As you are finding, surface temps can be much different than air temps when the surface (substrate, basking spot) is directly affected by a heating or cooling element. If you are heating a hot spot or basking area with a light, heat tape or UTH, the surface temperature will reach a set temp. Just a quarter inch ABOVE that surface, the AIR temp may be 10 or 20 degrees LESS than the surface temp. And that is completely valid.
As the temps get higher, you see this more pronounced. In monitor lizard setups, we aim for 130F+ basking surface temps, yet the air temp just an inch higher may be 20-30F LOWER than that surface.
In a snake setup, if you are measuring temps with a digital thermo and probe (which measures air temp) and you find your hotspot to be 92F just a bit over the actual surface, the surface temp itself may indeed be 100+.
When setting the hot spot in a snake setup, a temp gun is definitely the right tool to use.

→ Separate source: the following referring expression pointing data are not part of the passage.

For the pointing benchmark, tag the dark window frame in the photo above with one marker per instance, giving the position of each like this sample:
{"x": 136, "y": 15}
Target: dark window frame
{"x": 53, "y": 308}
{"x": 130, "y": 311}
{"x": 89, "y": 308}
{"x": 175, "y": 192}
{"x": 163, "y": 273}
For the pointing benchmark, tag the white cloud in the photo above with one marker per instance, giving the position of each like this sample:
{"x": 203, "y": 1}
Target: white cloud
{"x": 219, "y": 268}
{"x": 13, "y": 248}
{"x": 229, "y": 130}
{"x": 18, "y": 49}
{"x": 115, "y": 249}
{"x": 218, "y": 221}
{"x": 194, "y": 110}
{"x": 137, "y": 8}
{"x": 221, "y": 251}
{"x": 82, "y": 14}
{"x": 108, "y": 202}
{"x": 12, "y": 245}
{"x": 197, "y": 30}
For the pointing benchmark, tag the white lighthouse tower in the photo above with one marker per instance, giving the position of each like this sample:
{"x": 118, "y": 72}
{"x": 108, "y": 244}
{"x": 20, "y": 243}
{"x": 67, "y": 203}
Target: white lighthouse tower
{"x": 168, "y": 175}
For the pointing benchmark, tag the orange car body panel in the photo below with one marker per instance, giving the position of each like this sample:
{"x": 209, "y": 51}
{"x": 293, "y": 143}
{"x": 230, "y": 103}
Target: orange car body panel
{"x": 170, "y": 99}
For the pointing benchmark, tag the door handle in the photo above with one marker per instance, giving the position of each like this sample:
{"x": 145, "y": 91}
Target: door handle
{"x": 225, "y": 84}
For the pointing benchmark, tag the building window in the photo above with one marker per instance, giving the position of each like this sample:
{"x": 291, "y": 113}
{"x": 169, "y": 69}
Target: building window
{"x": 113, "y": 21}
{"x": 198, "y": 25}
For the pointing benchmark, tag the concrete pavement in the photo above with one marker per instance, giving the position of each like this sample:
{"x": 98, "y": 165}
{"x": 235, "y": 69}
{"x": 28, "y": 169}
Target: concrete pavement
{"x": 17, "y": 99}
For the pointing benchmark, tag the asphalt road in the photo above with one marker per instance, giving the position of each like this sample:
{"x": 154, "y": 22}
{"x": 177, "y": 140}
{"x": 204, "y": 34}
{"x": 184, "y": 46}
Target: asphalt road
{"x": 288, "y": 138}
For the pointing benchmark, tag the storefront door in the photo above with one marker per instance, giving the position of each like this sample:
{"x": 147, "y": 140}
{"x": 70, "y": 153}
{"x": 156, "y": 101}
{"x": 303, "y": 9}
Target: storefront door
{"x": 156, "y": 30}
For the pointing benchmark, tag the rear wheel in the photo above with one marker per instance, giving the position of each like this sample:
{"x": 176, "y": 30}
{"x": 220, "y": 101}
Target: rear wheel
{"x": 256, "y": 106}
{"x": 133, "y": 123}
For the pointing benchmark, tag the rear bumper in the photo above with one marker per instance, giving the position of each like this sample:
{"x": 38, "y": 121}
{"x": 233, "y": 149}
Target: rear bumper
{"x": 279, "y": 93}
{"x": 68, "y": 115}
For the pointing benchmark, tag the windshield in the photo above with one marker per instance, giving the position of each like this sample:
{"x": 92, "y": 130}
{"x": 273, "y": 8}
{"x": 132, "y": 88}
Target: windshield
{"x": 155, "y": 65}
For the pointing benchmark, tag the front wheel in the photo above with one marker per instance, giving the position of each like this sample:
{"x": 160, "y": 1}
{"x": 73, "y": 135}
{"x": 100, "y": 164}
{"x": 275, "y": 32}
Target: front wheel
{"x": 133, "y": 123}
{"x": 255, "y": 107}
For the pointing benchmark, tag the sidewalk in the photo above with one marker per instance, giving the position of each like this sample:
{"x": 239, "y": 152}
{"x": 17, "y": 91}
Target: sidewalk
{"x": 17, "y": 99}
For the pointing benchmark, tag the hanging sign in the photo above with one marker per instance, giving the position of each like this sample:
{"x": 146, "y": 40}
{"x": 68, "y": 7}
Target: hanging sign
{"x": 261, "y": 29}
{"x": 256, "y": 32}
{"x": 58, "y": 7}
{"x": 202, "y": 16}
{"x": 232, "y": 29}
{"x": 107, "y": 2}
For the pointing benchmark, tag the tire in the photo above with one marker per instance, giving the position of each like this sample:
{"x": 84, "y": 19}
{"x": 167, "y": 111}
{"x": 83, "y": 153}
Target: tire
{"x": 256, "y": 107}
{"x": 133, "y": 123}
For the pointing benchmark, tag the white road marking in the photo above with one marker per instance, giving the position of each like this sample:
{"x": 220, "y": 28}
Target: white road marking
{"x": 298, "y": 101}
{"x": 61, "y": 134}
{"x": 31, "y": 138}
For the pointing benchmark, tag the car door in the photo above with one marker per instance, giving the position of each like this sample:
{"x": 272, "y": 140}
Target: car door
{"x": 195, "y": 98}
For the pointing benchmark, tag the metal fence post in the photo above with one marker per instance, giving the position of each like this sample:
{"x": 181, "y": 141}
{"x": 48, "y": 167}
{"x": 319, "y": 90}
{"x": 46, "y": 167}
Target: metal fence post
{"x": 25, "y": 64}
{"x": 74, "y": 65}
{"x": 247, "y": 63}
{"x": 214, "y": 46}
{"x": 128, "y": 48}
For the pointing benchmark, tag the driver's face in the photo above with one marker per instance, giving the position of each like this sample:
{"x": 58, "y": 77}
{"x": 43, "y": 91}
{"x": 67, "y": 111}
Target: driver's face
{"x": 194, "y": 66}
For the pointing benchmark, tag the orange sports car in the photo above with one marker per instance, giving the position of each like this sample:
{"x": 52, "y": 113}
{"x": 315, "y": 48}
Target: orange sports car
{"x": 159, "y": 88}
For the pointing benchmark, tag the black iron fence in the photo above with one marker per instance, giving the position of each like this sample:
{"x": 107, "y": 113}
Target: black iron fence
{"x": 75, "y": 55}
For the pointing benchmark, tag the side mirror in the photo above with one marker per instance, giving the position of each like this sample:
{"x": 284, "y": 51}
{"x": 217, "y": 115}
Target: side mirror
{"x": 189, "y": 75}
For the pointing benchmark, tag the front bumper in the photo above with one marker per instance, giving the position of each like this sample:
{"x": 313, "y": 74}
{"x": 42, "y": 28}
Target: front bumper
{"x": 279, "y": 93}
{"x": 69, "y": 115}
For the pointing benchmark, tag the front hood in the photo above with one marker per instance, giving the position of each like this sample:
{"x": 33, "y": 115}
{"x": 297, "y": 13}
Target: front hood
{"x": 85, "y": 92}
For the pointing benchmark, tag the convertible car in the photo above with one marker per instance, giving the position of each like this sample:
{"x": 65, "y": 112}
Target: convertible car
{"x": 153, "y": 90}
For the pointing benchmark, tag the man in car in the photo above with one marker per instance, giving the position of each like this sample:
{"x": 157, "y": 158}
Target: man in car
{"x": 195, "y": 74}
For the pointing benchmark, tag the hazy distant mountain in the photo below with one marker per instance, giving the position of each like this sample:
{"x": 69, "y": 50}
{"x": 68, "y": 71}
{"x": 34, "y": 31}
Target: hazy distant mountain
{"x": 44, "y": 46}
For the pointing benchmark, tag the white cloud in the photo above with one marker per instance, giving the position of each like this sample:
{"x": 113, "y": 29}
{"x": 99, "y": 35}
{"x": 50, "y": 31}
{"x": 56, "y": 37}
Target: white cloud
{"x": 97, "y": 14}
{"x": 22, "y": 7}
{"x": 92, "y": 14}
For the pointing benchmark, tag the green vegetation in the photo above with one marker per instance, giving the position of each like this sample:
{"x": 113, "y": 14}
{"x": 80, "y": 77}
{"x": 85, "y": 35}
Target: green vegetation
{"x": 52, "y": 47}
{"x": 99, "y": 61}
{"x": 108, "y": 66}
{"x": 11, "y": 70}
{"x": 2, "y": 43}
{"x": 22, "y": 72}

We use both temp guns and digital thermos in our facility, as they are complimentary tools. It is important to know both surface and air temps.
Tangent to that...
If your surface is NOT affected by direct heating or cooling, then the surface may very well be in equilibrium with the air temp. On the cool end of the cage, for example, substrate surface may indeed measure 75F with a temp gun, while the air temp two inches higher ALSO measures 75F.